I like your thinking. However - what about the linens and upholstery? Guess all would have to be vinyl. Something to think about - I could grow to love vinyl.
how about some nanoparticles to improve those boys aim?
i'd sign up for that! ;)
Seattle has placed some of these self cleaning toilets around town - to be used by the homeless (Winos). Cost if I remember, was over $200,000 each. As much as taxpayers complained about the cost the city did it anyway.
Great! Now if we can only make people flush the toilets when they get through. Women don't flush public johns because, they don't like to touch the 'dirty' handle. They leave the flushing to the next one using it. I hate that!
WOW! THAT'S a 1950's kitchen??? Cool!
You know what might cure that? Threaten to sit and watch them EVERY time they go in to the bathroom. Their "missing" might end verrrrry quickly. Also, make THEM clean up.
Man! Have they never heard of tissue over the handle??? I think that's just plain laziness. You're right, it's disgusting!
My late ex-husband called that a wife...
A bathroom that cleans itself?! That's what I need!
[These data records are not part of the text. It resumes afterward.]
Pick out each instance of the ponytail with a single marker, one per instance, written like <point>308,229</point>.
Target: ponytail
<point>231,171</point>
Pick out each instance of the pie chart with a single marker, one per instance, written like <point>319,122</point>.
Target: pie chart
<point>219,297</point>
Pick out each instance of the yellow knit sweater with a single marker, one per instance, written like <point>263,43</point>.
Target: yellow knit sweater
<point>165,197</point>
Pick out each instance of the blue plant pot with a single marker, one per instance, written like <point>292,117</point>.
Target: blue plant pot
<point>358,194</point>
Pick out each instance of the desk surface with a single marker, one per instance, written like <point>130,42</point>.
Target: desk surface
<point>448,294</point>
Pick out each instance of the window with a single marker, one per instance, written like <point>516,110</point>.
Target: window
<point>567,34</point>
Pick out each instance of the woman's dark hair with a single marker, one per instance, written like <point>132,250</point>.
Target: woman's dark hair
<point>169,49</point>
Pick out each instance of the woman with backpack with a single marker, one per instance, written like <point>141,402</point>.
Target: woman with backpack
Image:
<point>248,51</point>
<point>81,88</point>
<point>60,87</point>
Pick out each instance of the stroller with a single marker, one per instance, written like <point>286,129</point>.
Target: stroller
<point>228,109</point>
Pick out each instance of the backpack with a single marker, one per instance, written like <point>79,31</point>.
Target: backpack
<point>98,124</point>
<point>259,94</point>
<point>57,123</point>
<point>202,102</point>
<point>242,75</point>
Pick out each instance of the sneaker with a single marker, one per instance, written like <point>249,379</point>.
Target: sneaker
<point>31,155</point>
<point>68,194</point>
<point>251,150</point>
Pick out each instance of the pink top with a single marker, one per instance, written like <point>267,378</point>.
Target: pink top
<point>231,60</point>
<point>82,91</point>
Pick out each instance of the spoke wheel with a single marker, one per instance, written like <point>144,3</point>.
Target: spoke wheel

With 2 shedding black dogs in the house.
Their effluvia will now be sterile.
I read an article last year about something very similar from the Japanese. They have developed tiles, paint, etc. that repel germs. It's a great idea. I think it won't be long before this type of material is on the market.
Oh, do tell me about this removable seat? And what is up with them (my two boys) not being able to hit the toilet???
I actually want someone to design a giant funnel that fits into the toilet.
Or an absorbent pad that fits around the toilet base (including the back of the base) that can then be picked up and thrown away.
Or a stand-alone stand-up urinal that you can hook up to the toilet until your boys learn to aim.
When it scrubs and vacuums itself, get back to me!
So do I...just wear your clothes into the shower.
This is more cool than the attachment you screw on the bed to keep the house clean.
Somehow, I'm not sure I'd want to live in (even a very clean) toilet. What if I accidentally flushed my self ?
Amen. I swear it took us 3 different models, and countless cat "incidents" to figure out the thing didn't like the self cleaning litterbox. I swear... @#$%!
YOu don't know HOW much you have made my day, Kimmers. Now I have to get to work inventing my other ideas for handling stray streams of pee.